Busy all day drawing Replies in the Forfar Elections.
Saturday 2 January
Went with my Father to Arniston. By the way talked of the antiquities & constitution of the Election law in Scotland. Found it difficult to fix my attention. But by degrees wrought my mind into a knowledge of the subject. Was amazed at my Fathers memory and patience. Well at Arniston. All old ideas had no longer any force, but the traces of them diversified and amused my thoughts. At night played Whist. Still had gloom, because I have never played at it when well, so as to get free of former prejudices. About 9 my father was taken ill with his old complaint. Thomas went express to Edinburgh. The President shewed a friendly concern which will ever make him be regarded by me. For some hours, my father was in agony. In the view of death he gave me the best & most affectionate advices.

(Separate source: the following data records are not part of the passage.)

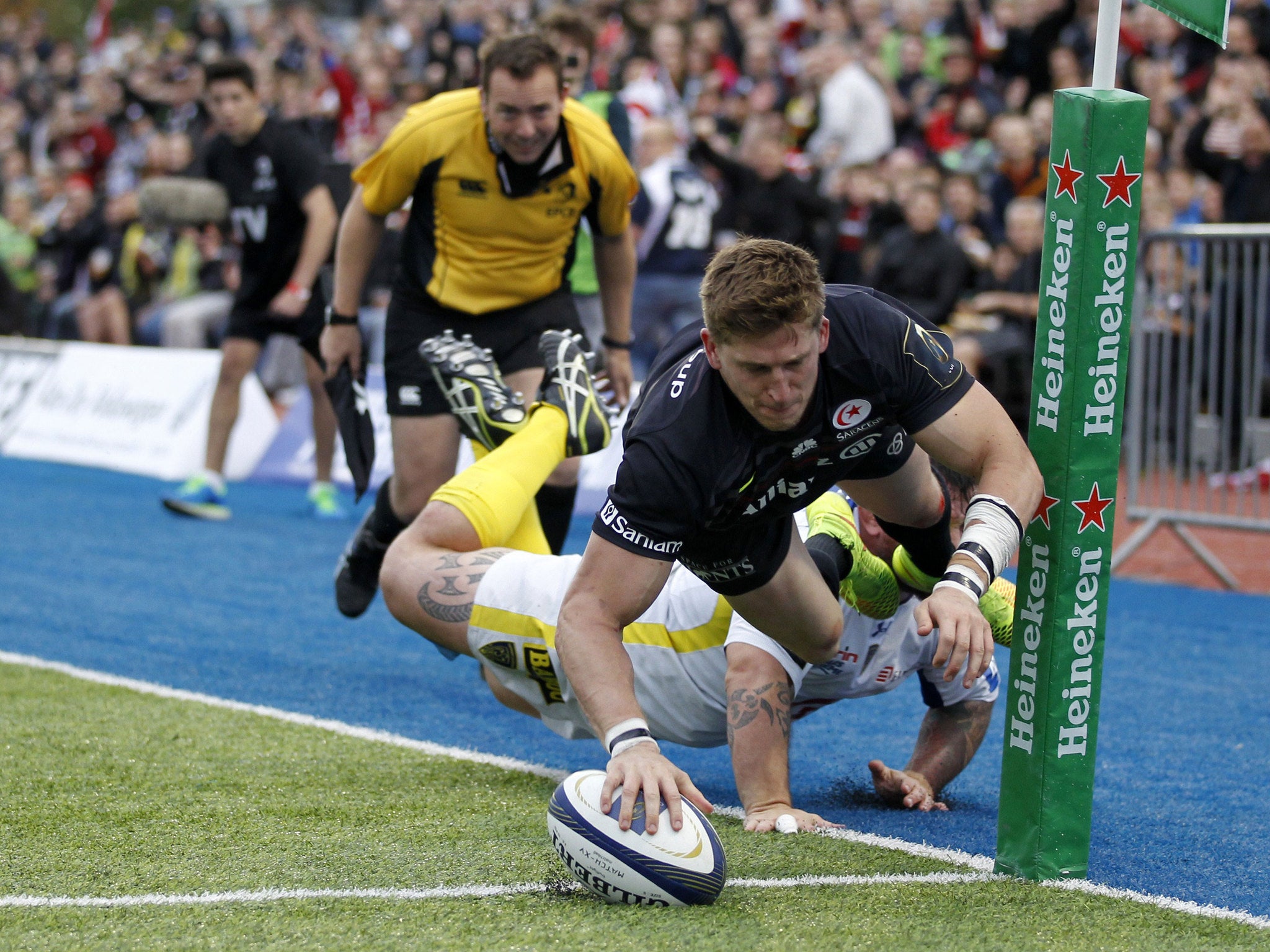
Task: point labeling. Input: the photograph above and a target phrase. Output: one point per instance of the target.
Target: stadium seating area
(889, 123)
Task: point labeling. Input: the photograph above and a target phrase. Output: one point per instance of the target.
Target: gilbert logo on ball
(667, 868)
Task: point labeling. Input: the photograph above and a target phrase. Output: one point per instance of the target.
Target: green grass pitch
(109, 792)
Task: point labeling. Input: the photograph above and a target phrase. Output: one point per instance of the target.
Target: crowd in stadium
(904, 143)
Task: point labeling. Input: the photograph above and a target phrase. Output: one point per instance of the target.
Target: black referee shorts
(512, 335)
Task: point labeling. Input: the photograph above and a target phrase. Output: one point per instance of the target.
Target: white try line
(475, 891)
(984, 865)
(349, 730)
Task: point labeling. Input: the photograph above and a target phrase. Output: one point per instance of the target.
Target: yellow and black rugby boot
(907, 571)
(487, 409)
(870, 587)
(569, 386)
(998, 607)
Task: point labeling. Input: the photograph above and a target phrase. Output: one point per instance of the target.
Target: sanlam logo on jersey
(851, 414)
(618, 523)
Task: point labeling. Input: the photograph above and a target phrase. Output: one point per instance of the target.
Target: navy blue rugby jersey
(696, 462)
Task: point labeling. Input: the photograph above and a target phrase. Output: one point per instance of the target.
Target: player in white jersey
(459, 579)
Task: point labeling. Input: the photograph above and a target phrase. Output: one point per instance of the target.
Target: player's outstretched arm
(760, 696)
(946, 743)
(978, 439)
(356, 245)
(615, 270)
(611, 589)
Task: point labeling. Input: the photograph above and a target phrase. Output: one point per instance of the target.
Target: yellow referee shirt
(468, 244)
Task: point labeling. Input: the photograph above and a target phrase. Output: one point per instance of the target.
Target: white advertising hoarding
(139, 410)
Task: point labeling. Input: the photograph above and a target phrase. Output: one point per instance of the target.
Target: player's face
(774, 376)
(523, 115)
(234, 107)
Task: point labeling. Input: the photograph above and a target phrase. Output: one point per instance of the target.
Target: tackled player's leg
(431, 571)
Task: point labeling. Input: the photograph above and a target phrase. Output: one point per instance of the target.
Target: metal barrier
(1197, 431)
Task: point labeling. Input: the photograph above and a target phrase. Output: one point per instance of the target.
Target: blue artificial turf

He spoke of Miss Blair as the Woman whom he wished I would marry. How strong was this. I was in terrible concern. He said if business did not succeed with me after his death, I should retire to the country. He charged me to take care of my brothers, to be a worthy man & keep up the character of the family. I firmly resolved to be as he wished, though in somewhat a different taste of life. I looked my watch a hundred times. A quarter before one Thomas arrived with the Catheter. In five minutes my father was easy. What a happy change! Went calmly to bed. It was an intense frost, & the ground was covered with snow.
Sunday 3 January
My father was quite easy. I went out for an hour with the President in his Chariot. Talked freely on the Douglas Cause. Heard how it struck him in its various points. Saw how foolish the suspicions against him were. Resolved to take men as I find them. Was assured by the President that I should do well as a Lawyer. Saw no difficulties in life. Saw that all depends on our frame of mind. Lord and Lady Hyndford were here.